The chair of the pro-choice caucus, Rep. Lois DeGette (D-CO) acquiesced to the Stupak compromise, describing the overall bill as a "strong foundation," according to John Tomasic of the Colorado Independent. Pro-choice groups will be angry, but realistically, the executive order was the best possible outcome. For a while, it looked like Democrats were going to have to make substantive concessions to Stupak. In the end, he flipped his vote for a presidential proclamation of the status quo.
In a last ditch effort to derail reform, the Republicans tried to reinsert Stupak's strict anti-abortion language into the reconciliation package.
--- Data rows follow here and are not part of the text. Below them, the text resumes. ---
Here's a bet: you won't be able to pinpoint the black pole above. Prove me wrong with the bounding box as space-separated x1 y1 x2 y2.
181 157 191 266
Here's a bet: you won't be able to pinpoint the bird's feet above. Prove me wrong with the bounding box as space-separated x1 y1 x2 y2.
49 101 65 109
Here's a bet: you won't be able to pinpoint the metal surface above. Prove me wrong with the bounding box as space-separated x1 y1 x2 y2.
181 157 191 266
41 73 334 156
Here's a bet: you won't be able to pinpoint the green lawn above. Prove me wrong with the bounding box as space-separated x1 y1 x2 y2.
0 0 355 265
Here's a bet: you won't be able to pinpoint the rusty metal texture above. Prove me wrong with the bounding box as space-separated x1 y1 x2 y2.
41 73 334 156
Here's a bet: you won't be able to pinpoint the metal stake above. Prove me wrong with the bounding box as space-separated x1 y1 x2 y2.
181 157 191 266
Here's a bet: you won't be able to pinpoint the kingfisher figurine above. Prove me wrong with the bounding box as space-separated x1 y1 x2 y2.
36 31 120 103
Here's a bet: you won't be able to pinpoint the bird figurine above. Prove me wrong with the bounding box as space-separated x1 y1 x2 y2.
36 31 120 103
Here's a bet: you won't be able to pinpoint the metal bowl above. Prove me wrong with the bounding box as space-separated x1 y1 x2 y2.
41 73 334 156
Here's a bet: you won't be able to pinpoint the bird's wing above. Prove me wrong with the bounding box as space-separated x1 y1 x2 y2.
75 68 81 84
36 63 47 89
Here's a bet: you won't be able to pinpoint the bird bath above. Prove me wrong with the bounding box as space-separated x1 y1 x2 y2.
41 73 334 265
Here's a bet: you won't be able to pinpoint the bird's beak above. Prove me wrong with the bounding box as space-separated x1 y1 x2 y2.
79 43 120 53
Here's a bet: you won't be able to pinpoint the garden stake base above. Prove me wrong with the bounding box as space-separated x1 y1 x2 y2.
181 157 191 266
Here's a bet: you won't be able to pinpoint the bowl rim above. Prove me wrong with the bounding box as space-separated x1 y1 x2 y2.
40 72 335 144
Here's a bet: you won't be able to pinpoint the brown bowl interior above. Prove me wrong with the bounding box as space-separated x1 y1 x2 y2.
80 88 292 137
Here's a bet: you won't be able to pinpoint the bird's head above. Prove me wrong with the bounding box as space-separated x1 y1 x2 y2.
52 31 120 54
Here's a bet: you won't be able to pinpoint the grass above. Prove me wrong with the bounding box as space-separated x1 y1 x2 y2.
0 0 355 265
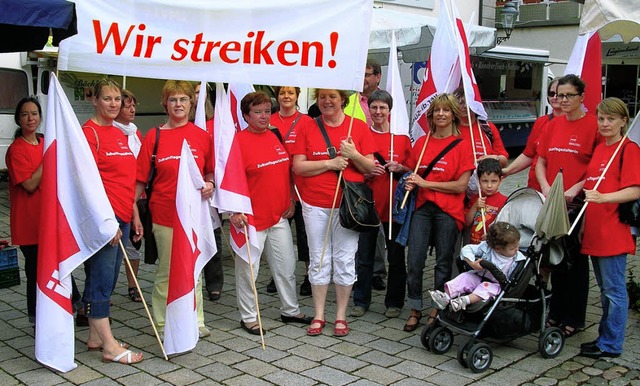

The Republicans were trying to poison the reconciliation bill in order to threaten its chances in the Senate, explains Mike Lillis of the Washington Independent. The gambit failed. When Stupak rose to speak against the motion, he was shouted down by Republican representatives. One unidentified member called Stupak a "baby killer."
Bad with the good
Health care reform is not the progressive panacea that many had hoped for. The private insurance industry remains firmly in control, buttressed by government subsidies and no competition from the public sector. However, real changes are coming.
Within the next 6 months, children will be allowed to stay on their parents' health plans until age 26. Lifetime benefit caps are history, and annual caps will be regulated. Insurers will no longer be allowed to dump customers who get sick, or offer coverage to children for everything but their preexisting conditions.
Going down in history
Whatever else Obama may accomplish, he will go down in history as the president who put the United States on the path to universal health care. Skeptics said it couldn't be done. Adele Stan observes in AlterNet:
It took the first African-American president and the first woman Speaker of the House to do what generations of politicians had failed to do: create a federally regulated health-care reform program that extends health insurance coverage to the majority of Americans.
Health care reform is not an end in itself, it's a process. Passing this legislation is the first step towards establishing health care as a right of all Americans. Like any attempt to expand the rights of the disenfranchised, the struggle will be met with fierce resistance.